I am ligating (50) ng of vector with (40) ng of insert in a (40) ul reaction, at (20 C) for (10 min).
I am transforming Stratagene Electroten-Blue competent cells by (electroporation). I know these cells are OK because I plated them on LB and saw they grow.
All the cells are plated on LB+amp overnight. I also try plate on LB+carbenicillin.
I am getting the following results:
My ligation yields (NO) colonies. (Used 3:1, 6:1 ratio)
To troubleshoot things myself, I performed the following controls in parallel with my ligation: I transformed with a ligation containing only (50ng) of vector and no insert, and I got (NO) colonies.
I also tried to transform pUC19 vector as a positive control, got no colonies.
I have been doing this cloning for 3 weeks, and every time no colonies on every plate ( digested vector + no insert, vector + insert, and pUC 19 vector).. My co worker did the same thing before a year ago, and she got results and I followed exactly her protocols. My co worker and I do not know what I did wrong. And I am getting frustrated.
Please help me to troubleshoot, thanks!Until your pUC19 control transformation works, it is futile to try ligations. Concentrate on this problem. Something you are doing is wrong -- type of cuvette, voltage, arcing of the electroporator, quality of the competent cells, SOC addition, growth for recovery. Talk to someone else who does this in your lab (or a different lab) and watch them do it.

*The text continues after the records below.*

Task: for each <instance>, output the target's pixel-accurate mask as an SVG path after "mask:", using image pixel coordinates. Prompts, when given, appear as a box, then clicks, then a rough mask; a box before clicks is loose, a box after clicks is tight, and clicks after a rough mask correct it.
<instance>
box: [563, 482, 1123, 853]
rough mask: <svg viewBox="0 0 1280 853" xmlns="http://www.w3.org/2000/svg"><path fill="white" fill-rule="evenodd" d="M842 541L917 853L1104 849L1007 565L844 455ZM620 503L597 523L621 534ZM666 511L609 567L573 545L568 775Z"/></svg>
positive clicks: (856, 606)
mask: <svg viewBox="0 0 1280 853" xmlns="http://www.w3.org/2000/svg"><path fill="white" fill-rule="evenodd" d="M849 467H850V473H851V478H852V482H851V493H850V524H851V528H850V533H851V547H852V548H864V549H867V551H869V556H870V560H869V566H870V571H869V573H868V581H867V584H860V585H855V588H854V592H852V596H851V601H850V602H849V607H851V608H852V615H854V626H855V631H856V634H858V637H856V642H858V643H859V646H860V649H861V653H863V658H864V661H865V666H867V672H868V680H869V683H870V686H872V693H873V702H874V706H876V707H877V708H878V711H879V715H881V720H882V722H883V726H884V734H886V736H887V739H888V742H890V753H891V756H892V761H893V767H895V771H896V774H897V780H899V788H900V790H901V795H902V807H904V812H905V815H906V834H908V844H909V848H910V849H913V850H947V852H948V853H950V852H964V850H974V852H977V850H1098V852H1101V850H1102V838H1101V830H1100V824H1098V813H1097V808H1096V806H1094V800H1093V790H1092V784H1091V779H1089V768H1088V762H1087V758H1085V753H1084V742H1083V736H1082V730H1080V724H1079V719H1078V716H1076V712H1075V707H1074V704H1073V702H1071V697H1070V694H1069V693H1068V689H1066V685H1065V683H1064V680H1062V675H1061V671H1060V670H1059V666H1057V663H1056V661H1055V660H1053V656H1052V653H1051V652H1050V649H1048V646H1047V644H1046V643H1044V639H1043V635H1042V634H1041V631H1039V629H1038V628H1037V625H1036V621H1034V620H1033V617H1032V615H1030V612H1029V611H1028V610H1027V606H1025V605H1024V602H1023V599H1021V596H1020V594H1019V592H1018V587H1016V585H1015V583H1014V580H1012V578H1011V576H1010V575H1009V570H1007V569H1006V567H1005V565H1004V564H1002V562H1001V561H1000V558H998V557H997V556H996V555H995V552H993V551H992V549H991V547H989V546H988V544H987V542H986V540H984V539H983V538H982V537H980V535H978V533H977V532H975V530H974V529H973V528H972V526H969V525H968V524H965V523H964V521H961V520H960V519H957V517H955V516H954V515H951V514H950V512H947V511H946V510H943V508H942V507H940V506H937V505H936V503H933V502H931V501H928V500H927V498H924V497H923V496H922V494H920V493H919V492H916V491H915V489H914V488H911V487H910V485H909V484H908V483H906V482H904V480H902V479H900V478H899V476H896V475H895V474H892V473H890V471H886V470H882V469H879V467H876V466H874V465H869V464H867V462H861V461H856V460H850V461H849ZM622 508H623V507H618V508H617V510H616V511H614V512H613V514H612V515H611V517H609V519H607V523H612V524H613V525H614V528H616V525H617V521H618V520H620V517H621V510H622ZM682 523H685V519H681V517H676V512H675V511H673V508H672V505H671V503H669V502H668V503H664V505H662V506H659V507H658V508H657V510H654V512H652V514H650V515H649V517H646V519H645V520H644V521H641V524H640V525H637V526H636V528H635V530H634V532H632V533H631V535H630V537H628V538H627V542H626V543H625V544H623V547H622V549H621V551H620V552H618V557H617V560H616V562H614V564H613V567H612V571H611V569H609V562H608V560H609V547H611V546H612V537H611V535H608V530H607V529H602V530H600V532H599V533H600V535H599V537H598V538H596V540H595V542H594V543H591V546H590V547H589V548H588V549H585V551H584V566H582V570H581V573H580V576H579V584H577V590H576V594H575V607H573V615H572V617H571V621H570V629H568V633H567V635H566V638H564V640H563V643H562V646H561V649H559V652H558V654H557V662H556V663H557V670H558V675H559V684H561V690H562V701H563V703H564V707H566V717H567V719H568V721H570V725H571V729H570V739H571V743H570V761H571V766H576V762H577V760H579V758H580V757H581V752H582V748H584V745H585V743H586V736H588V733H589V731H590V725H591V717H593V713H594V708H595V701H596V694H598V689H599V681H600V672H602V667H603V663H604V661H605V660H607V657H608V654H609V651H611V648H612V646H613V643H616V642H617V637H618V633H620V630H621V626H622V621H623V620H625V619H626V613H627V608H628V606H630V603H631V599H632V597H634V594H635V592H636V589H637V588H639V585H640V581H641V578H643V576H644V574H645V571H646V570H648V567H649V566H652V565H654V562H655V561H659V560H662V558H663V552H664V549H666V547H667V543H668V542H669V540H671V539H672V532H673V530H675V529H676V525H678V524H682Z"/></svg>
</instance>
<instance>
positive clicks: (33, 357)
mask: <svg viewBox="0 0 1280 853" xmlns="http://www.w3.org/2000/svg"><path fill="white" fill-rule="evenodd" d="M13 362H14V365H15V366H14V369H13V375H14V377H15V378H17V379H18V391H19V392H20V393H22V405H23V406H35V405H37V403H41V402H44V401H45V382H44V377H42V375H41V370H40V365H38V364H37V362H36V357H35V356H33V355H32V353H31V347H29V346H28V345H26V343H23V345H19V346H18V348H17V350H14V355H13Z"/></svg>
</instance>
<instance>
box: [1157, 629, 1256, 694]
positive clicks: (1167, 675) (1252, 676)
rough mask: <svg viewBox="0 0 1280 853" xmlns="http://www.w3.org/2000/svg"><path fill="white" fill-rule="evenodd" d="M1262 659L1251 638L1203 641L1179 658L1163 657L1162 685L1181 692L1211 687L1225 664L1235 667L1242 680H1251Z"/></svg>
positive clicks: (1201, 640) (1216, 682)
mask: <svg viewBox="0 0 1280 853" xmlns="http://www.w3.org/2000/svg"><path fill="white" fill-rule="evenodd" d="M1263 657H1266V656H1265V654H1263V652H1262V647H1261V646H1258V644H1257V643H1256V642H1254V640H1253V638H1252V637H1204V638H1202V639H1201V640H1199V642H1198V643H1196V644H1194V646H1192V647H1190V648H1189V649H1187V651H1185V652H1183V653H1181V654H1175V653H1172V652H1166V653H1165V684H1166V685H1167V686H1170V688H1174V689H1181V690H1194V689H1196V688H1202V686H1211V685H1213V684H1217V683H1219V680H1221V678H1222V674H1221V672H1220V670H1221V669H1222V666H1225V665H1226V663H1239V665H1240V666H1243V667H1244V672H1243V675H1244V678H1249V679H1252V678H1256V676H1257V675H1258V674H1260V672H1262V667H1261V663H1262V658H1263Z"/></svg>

My coworker and I tried another ligation reaction with the same amount of insert and vector, but used a new T4 buffer. (we thought buffer maybe a problem in ligation). we transormed ligation rxn, two positive control with pUC19. next day, we saw growth in control plates, but not ligation plates. this proved that the cell is competent and electroporation was good, so the problem should be at the ligation steps, right? any suggestion in ligation step? thanks
How much pUC19 DNA did you transform? How many colonies resulted?